A voz que hoje se apresenta Através desses versos sem métrica É voz já um tanto cansada Mas atenta
A voz que agora se mostra Traz consigo alguma coisa de lágrima Deixa tocar alguma nota de dor É voz calejada, já sem pudor
Esta voz, que não decide Entre ser altiva ou ser silenciosa Transparece anseios de menina, que agride Que traga a vida, segura e solta
Esta voz, que a duras penas sobrevive Entre o calento e o abandono Procura desejos de mulher, que não atingem limite Que abrem portas e pernas, sem convite
Uso esta voz porque é a única que tenho Não tem enfeites nem disfarces Busca tão somente o deleite da coragem Vive só pela esperança de não ter mais medo.
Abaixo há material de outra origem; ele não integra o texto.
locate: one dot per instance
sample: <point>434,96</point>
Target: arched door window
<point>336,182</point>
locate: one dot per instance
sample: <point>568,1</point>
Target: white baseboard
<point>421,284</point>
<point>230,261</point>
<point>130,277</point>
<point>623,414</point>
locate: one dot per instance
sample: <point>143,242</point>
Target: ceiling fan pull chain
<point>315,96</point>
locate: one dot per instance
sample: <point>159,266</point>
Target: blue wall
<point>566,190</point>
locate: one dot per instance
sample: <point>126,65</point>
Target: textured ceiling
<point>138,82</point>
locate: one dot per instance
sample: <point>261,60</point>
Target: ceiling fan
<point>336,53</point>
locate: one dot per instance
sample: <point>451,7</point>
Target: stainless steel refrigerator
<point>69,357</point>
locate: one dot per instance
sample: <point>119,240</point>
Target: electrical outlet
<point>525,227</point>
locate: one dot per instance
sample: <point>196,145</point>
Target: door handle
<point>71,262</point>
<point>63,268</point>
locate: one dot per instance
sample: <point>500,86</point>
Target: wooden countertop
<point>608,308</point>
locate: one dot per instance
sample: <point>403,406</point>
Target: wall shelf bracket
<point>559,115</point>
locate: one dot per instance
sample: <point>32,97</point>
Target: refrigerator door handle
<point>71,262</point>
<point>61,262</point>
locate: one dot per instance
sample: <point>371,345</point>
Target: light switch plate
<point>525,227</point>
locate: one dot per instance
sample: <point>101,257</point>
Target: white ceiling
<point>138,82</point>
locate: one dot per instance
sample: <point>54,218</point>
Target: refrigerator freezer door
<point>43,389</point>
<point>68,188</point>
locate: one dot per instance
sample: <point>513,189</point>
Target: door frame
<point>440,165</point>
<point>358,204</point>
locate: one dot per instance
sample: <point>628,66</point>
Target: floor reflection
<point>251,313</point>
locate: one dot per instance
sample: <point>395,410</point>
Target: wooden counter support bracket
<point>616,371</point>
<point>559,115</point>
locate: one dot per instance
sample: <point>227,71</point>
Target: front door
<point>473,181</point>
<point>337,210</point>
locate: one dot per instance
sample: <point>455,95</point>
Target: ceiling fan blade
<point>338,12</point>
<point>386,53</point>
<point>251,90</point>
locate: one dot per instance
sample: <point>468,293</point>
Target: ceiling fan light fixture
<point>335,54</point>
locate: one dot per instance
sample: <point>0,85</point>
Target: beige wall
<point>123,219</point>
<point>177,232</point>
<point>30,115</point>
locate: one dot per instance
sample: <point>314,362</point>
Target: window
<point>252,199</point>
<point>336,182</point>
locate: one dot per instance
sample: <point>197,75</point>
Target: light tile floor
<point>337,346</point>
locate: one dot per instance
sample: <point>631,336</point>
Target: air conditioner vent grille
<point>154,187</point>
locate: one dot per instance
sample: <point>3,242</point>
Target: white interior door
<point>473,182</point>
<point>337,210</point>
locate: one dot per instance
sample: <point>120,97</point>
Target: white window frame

Eu viajei pelo mundo e Colei meu rosto em outros rostos e Cantei mil canções em palcos e bares imundos
Eu fui à caça junto às estrelas, logo Abri as janelas e portas da minha casa, logo Percorri mil corpos e copos, sobremaneira
Eu me apaixonei uma vez para Gozar com desconhecidos e afins para Desejar mil encontros nossos por mês
Eu me atirei da ponte no centro da cidade, mas Não encontrei alívio, mas Esperei mil dias pela tua caridade
Eu visitei o Céu e o Inferno, portanto Afirmo com certeza que nem o passar dos anos É capaz de me amenizar o quanto te amo.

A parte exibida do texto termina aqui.